The World Trade Organization (WTO) has downgraded its global trade forecasts, attributing the decline to US tariffs and heightened political uncertainties, particularly regarding US-China relations.
WTO Warns of Global Trade Decline Due to US Tariffs

WTO Warns of Global Trade Decline Due to US Tariffs
The World Trade Organization predicts a significant shrinkage in global trade as US tariffs impose unprecedented strain on international relations.
The World Trade Organization (WTO) issued a stark warning this week, projecting a notable decline in global trade for the current year, primarily due to tariffs implemented under US President Donald Trump. During a press conference in Geneva, WTO director general Ngozi Okonjo-Iweala referred to tensions between the US and China as "really worrying," highlighting the potential repercussions on international commerce.
Analysts at the WTO have raised concerns about "severe downside risks," including retaliatory tariffs and overarching political instability, which could exacerbate the decline in global goods trade. They specifically noted that North America is expected to experience a dramatic drop, with estimates suggesting a reduction of more than 10% in trade volumes.
Previously, the organization had projected an increase in global goods trade of 2.7% for 2025, but this has now been adjusted to a contraction of 0.2%. Chief economist Ralph Ossa stated, "Tariffs are a policy lever with wide-ranging, and often unintended consequences," pointing to the significant dampening effect trade policy uncertainty has on trade flows, ultimately reducing exports and harming economic activity.

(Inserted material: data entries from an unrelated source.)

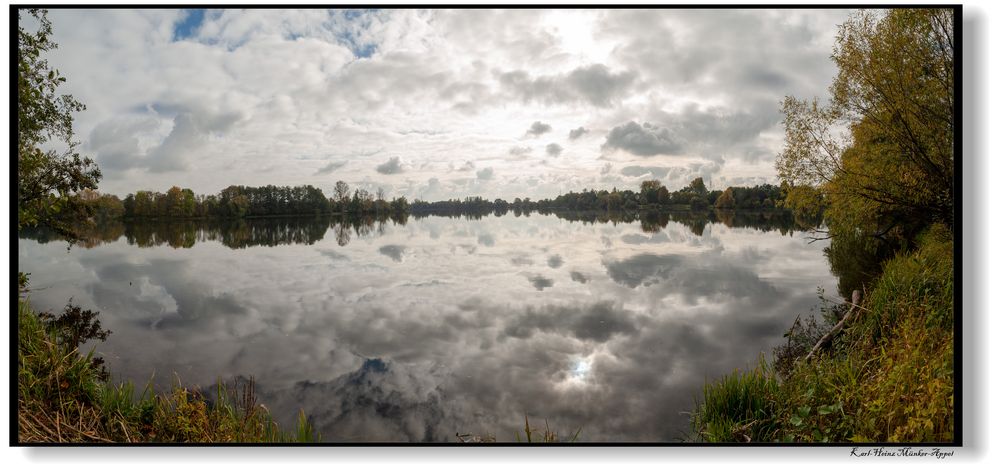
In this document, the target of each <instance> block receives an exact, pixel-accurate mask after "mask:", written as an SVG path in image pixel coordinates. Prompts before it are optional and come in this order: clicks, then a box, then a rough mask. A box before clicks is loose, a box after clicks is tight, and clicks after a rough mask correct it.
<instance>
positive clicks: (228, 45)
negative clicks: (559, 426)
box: [48, 9, 849, 201]
mask: <svg viewBox="0 0 1000 464" xmlns="http://www.w3.org/2000/svg"><path fill="white" fill-rule="evenodd" d="M848 14H849V12H848V11H843V10H822V9H811V10H765V9H760V10H756V9H744V10H670V9H662V10H600V9H589V10H501V11H491V10H430V11H426V10H415V9H406V10H391V9H390V10H321V9H312V10H249V11H243V10H169V9H157V10H126V9H120V10H119V9H116V10H96V9H87V10H72V9H66V10H52V11H50V13H49V17H50V19H51V20H52V23H53V28H54V36H53V38H54V40H55V41H56V42H57V43H58V44H59V48H58V49H56V50H53V51H52V52H50V54H49V56H48V59H49V63H50V65H51V66H53V67H55V68H57V69H59V70H60V71H61V72H62V74H63V76H65V77H66V79H67V82H66V83H65V84H64V85H63V86H62V87H61V90H62V91H63V92H66V93H69V94H72V95H73V96H74V97H76V98H77V99H78V100H80V101H82V102H83V103H84V104H86V105H87V109H86V110H85V111H83V112H81V113H78V114H77V115H76V119H75V130H76V137H77V139H78V141H80V142H81V145H80V151H81V152H82V153H83V154H84V155H86V156H90V157H92V158H94V159H95V160H96V161H97V163H98V165H99V166H100V168H101V170H102V172H103V174H104V177H103V179H102V180H101V183H100V189H101V191H104V192H108V193H114V194H118V195H124V194H127V193H129V192H134V191H136V190H140V189H150V190H159V191H165V190H167V189H168V188H170V187H171V186H173V185H177V186H181V187H187V188H192V189H193V190H195V192H197V193H205V194H208V193H216V192H218V191H220V190H221V189H223V188H225V187H226V186H228V185H251V186H257V185H267V184H275V185H303V184H311V185H314V186H317V187H319V188H322V189H323V190H324V191H325V192H326V193H327V195H332V192H333V185H334V184H335V183H336V182H337V181H338V180H343V181H345V182H347V183H349V184H351V186H352V187H362V188H367V189H369V190H374V189H376V188H379V187H381V188H383V189H385V191H386V192H387V194H388V195H389V196H400V195H404V196H406V197H407V198H409V199H415V198H421V199H424V200H431V201H433V200H440V199H447V198H462V197H466V196H475V195H481V196H484V197H487V198H505V199H507V200H513V199H514V198H515V197H520V198H525V197H528V198H534V199H538V198H545V197H554V196H555V195H558V194H560V193H564V192H568V191H571V190H572V191H580V190H583V189H586V188H596V189H602V188H606V189H611V188H613V187H617V188H619V189H622V188H631V189H634V190H636V189H638V185H639V184H640V183H641V182H642V181H644V180H650V179H656V180H659V181H661V182H662V183H663V184H664V185H665V186H666V187H667V188H668V189H670V190H671V191H673V190H677V189H679V188H681V187H683V186H685V185H687V184H688V183H689V182H690V181H691V180H692V179H693V178H694V177H697V176H702V177H703V178H704V179H705V182H706V184H707V185H708V186H709V187H710V188H724V187H726V186H730V185H754V184H758V183H764V182H769V183H777V180H776V173H775V170H774V158H775V156H776V155H777V154H778V153H779V152H780V151H781V148H782V138H783V127H782V125H781V113H780V111H779V108H780V102H781V100H782V99H783V98H784V97H785V96H786V95H792V96H796V97H799V98H813V97H820V98H823V97H824V96H825V95H827V93H828V92H827V87H828V86H829V84H830V82H831V80H832V78H833V77H834V75H835V72H836V68H835V66H834V64H833V63H832V62H831V61H830V58H829V57H830V54H831V52H832V47H833V42H834V38H835V36H836V31H837V25H838V24H839V23H841V22H843V21H844V19H845V18H847V16H848Z"/></svg>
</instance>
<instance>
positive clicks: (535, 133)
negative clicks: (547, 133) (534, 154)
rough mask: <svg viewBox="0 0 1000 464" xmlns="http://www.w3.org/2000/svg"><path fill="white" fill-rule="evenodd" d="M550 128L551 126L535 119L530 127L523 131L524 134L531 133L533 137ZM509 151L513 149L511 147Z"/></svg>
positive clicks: (536, 136) (528, 134)
mask: <svg viewBox="0 0 1000 464" xmlns="http://www.w3.org/2000/svg"><path fill="white" fill-rule="evenodd" d="M551 130H552V126H550V125H548V124H545V123H543V122H541V121H535V122H533V123H531V127H529V128H528V131H527V132H525V135H533V136H535V137H538V136H539V135H542V134H544V133H546V132H549V131H551ZM511 152H512V153H513V149H511Z"/></svg>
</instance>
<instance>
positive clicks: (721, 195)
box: [715, 187, 736, 209]
mask: <svg viewBox="0 0 1000 464" xmlns="http://www.w3.org/2000/svg"><path fill="white" fill-rule="evenodd" d="M715 207H716V208H722V209H733V208H735V207H736V200H734V199H733V189H732V187H730V188H727V189H726V190H725V191H724V192H722V195H719V198H718V199H717V200H715Z"/></svg>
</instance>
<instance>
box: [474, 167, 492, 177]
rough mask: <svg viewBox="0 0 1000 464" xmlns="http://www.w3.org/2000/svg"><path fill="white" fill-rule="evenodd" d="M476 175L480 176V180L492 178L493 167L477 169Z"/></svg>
mask: <svg viewBox="0 0 1000 464" xmlns="http://www.w3.org/2000/svg"><path fill="white" fill-rule="evenodd" d="M476 177H478V178H479V180H490V179H492V178H493V168H483V169H480V170H479V171H476Z"/></svg>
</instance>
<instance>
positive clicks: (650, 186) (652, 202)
mask: <svg viewBox="0 0 1000 464" xmlns="http://www.w3.org/2000/svg"><path fill="white" fill-rule="evenodd" d="M660 187H662V184H660V181H658V180H644V181H642V184H641V185H640V186H639V193H640V195H641V197H640V198H641V201H642V203H643V204H653V203H656V192H657V190H659V189H660Z"/></svg>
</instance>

In addition to the WTO's assessments, the United Nations Conference on Trade and Development (UNCTAD) has released a report projecting global growth will slow to 2.3% by 2025, a figure that might indicate impending global recession as it falls below the 2.5% benchmark.
The imposition of a baseline tariff of 10% on nearly all foreign imports to the US took effect on April 5, with select countries and goods exempted. In contrast, China is facing much steeper tariffs of approximately 145% on most of its exports to the US. Following this backdrop, the US stock market experienced a downturn as major indexes declined amid continuous economic uncertainties.

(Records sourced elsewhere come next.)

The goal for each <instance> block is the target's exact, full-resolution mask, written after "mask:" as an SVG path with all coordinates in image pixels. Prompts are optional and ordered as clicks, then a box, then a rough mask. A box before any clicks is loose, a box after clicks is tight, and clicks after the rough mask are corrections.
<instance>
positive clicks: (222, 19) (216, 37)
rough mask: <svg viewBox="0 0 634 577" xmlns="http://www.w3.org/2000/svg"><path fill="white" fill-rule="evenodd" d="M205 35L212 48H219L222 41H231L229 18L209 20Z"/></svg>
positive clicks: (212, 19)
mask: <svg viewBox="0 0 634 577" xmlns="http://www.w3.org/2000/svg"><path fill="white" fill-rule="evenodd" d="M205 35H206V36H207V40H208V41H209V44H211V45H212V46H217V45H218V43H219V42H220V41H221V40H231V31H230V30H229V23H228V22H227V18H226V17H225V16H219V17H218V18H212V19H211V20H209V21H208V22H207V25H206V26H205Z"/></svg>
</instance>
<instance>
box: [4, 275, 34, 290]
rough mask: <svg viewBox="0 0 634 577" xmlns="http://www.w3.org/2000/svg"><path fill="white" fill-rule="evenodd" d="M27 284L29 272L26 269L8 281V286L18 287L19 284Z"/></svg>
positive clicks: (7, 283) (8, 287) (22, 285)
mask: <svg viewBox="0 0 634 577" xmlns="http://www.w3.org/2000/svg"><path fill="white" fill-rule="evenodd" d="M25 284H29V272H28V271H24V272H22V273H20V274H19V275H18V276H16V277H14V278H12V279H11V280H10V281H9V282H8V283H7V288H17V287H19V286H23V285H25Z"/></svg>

Despite these negative forecasts regarding trade with the US, the WTO remains optimistic about certain regions, expecting moderate growth in exports and imports in Asia and Europe this year, which could help cushion the overall impact on world trade.
For the first time, the WTO also included projections on services trade, which encompasses international transactions involving services rather than goods. They anticipate that services trade will grow by around 4% by 2025, although this is approximately one percentage point less than previously expected.
Since taking office, President Trump has made multiple announcements regarding tariffs, asserting that these measures would catalyze a shift towards American-made products, bolster tax revenues, and promote substantial investment within the US. However, critics contend that reviving domestic manufacturing poses significant challenges that could take decades, leaving the economy vulnerable in the interim.
Recently, Trump has made concessions, such as announcing a 90-day pause on certain tariff implementations affecting a wide range of countries—except for China—in response to growing pushback from political circles and financial markets. The governor of the Bank of England also cautioned that these tariffs might ultimately leave UK consumers with reduced disposable income.
In the face of these challenges, the global trade landscape continues to evolve, with ramifications felt across various sectors, from manufacturing to services.